“Here, the House of Representatives is investigating the single most deadly attack on the Capitol by domestic forces in the history of the United States. Lives were lost; blood was shed; portions of the Capitol building were badly damaged; and the lives of members of the House and Senate, as well as aides, staffers, and others who were working in the building, were endangered. They were forced to flee, preventing the legislators from completing their constitutional duties until the next day. “
The case turned on how courts should handle situations where a former president is seeking to overrule the decision by an incumbent president not to assert executive privilege.

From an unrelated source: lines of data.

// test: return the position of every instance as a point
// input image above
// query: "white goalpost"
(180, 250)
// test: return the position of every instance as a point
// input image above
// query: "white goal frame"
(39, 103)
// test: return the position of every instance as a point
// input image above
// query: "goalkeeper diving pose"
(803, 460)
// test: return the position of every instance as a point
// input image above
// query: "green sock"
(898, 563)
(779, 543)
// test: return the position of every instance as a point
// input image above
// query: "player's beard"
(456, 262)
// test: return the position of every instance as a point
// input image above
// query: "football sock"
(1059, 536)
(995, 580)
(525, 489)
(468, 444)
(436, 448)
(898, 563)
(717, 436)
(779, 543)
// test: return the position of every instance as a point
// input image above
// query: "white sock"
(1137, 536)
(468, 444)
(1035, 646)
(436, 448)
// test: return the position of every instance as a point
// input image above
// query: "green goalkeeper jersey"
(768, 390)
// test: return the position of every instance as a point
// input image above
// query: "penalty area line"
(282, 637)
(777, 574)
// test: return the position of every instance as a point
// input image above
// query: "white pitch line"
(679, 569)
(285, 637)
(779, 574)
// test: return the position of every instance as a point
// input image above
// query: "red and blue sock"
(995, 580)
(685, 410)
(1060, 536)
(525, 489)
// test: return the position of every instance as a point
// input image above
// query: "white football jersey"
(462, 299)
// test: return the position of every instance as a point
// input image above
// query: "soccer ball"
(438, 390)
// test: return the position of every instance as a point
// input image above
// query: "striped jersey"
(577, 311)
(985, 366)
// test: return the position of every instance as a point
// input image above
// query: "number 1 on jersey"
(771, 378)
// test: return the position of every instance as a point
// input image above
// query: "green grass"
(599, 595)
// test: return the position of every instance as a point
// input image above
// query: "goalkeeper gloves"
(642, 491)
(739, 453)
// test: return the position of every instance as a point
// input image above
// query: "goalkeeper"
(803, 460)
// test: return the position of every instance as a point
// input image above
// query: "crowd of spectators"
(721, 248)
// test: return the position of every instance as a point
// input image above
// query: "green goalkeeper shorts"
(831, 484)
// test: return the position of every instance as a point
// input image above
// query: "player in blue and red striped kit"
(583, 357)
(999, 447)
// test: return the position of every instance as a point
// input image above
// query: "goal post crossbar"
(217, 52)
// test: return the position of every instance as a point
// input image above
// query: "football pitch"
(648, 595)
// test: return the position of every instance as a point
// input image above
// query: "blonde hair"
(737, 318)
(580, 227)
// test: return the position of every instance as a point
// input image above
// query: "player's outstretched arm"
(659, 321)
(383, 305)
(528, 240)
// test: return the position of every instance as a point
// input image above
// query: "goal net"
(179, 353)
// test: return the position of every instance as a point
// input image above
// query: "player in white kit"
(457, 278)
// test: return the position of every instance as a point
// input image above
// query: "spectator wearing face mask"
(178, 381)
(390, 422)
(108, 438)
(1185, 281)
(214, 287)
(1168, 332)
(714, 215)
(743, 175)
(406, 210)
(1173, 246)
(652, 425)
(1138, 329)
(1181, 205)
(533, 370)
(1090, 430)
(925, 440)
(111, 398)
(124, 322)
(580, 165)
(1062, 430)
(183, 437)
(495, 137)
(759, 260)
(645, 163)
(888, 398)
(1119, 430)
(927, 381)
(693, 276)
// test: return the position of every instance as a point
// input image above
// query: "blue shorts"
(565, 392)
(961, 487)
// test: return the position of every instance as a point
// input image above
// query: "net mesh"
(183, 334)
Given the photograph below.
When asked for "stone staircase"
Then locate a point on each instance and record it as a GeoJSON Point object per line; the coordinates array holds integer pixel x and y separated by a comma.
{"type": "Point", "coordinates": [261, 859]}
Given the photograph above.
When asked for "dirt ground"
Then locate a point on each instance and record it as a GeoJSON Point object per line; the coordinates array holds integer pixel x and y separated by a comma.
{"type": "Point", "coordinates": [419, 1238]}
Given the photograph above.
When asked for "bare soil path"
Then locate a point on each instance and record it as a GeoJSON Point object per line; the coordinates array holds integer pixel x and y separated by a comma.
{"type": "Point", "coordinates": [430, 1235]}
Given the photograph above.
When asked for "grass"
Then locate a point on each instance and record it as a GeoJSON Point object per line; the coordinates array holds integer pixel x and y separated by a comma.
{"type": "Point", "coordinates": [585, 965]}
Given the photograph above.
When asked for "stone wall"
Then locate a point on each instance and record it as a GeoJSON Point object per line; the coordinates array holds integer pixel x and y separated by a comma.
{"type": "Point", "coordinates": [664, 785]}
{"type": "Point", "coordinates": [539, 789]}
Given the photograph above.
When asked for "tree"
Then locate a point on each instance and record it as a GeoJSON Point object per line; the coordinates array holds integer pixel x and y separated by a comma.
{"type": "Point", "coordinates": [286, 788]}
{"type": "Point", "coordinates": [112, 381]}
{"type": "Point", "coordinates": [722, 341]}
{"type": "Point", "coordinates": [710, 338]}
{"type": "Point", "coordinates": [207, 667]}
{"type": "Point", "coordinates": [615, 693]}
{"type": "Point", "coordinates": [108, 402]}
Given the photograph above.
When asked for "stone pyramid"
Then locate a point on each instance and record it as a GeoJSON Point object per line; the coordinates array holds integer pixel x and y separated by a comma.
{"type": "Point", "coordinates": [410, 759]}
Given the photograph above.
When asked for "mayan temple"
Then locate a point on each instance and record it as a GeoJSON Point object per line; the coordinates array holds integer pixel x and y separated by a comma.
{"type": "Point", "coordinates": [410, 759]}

“What Mr. Trump seeks is to have an Article III court intervene and nullify those judgments of the President and Congress, delay the Committee’s work, and derail the negotiations and accommodations that the Political Branches have made,” the appeals court said. “But essential to the rule of law is the principle that a former President must meet the same legal standards for obtaining preliminary injunctive relief as everyone else. And former President Trump has failed that task.”
The National Archives was originally set to begin turning over records last month to Congress, but Trump’s lawsuit had put that on hold, potentially slowing parts of the House committee’s investigation.
The House said it needs the more than 700 pages of disputed Trump White House records — including records from close advisers such as then-chief of staff Mark Meadows
and press secretary Kayleigh McEnany — so it can learn more about Trump’s efforts in order for Congress to make laws that could protect future elections.
This story is breaking and will be updated.